I've posted about hanging deer in this forum a year or two ago. I grew up in a family owned USDA inspected slaughtering business and eventually ended up owning it until we decided to close it. Hanging beef and deer are two different things. Most hunters hang deer with their hide on and that is a big mistake. Get it checked in ASAP and skin it as soon as you can. Even beef that's hung for a while, is not hung with it's hide on. The hide holds heat and people will say how they pack the inside with ice, do this, or that, but nothing cools the deer completely like pulling the hide. Aging or hanging is done for the enzymes in the meat to break down the meat to make it tender. Doing this with beef works as the fat helps keep moisture in the meat while the enzymes break down the tissues. Deer have no fat, or none to bother mentioning and hanging a deer only dries the meat out. This is how I process my own deer and have found it to yield the best tasting venison.
1. If I kill a deer during archery I bring it home with the guts in it.
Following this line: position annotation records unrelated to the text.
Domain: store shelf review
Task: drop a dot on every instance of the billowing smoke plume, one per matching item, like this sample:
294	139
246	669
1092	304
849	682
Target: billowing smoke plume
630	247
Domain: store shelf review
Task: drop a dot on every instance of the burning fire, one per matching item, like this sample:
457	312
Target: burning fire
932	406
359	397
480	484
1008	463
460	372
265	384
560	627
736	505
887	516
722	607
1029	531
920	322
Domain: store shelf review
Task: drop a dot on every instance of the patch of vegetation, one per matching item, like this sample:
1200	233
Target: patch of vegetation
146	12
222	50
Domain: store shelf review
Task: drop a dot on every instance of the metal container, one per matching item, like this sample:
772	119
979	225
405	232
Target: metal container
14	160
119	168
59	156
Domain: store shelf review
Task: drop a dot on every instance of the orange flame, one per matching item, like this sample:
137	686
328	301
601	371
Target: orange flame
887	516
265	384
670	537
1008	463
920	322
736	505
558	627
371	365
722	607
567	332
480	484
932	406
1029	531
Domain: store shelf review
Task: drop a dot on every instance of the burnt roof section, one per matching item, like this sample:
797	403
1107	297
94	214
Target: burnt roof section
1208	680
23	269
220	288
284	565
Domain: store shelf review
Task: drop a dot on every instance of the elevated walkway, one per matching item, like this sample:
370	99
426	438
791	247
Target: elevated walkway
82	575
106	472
I do the same in shotgun.
2. I then check the deer on line if archery or take it to a checking station if shotgun season after I gut it at home leaving the hide and head on
3. I skin the deer
4. I gut the deer if it was archery.
5. I wash it and let it hang one day (even if it's warm, the air temp is still usually 40+ degrees cooler than a live deer's body temperature so it's cooling down and you can't cool an animal carcass too fast or it will trap heat around the bones especially in the rounds)
6. I cut the deer up the next day boning it completely out, then steak it. all meat is vacuum packed. Meat for grinding is frozen for at least a month before grinding.